Tuesday, September 20, 2005

Divided nation?

There has been a lot of comment, for instance, here in the Herald and on Campbell last night, concerning the political division between urban and rural areas of NZ.

It was pretty noticable on the various trips I took out of town (skiing mainly) in the weeks leading up to the election that the towns (small and large) had mostly Labour and Maori party posters, while the bush had National and Act ones (including the huge, and questionably legal, ones on SH1 near Te Kauwhata). I saw only one rural Labour poster - I assumed this must have been Helen Clark's parents' farm?

No big surprise that - how many left wing farmers are there?

I think Labour's loss of seats in places like Napier is quite easily understood as well. Outside the big cities, New Zealand doesn't exactly brim with opportunities for young people. There are no large "knowledge-based" employers outside the university towns and the three main cities (as far as I know - feel free to prove me wrong!) - this means that a lot of young people with aspirations take off to college and don't return. At the same time, the property boom has left a lot of older people with money and time on their hands - and they've tended to migrate to coastal towns with a nice climate (Tauranga being the prime example). So in place of the mixed population these cities would have had years ago, they now have a preponderance of wealthy, conservative, retired and semi-retired people. Who vote National.

I'm not sure what can be done about this. It would possibly be a good plan to take some of the larger public bodies and move them to provincial towns. Maybe expanding the number of universities would help as well, together with some form of incentive to move businesses there (most other countries do this in some form).

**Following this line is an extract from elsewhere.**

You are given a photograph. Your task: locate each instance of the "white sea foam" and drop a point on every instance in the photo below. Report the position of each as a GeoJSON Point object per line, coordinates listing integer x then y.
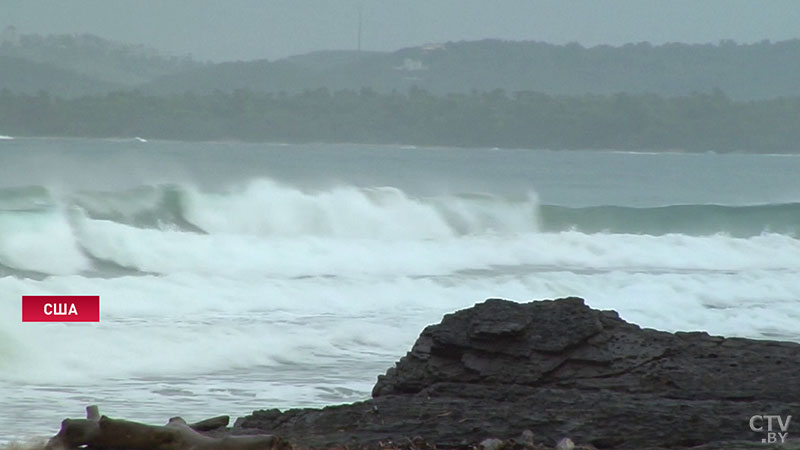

I don't think it's a sign of some major national rift though...

1 comment:

Genius said...

But generally speaking it is much more efficient to have everyne living close together -saves on transport and time, puts the right people close to eachother and thus close to jobs and so forth etc etc

The strategy in theory should be to depopulate the "blue states" down to the minimum level to man the land and move everyone to the cities.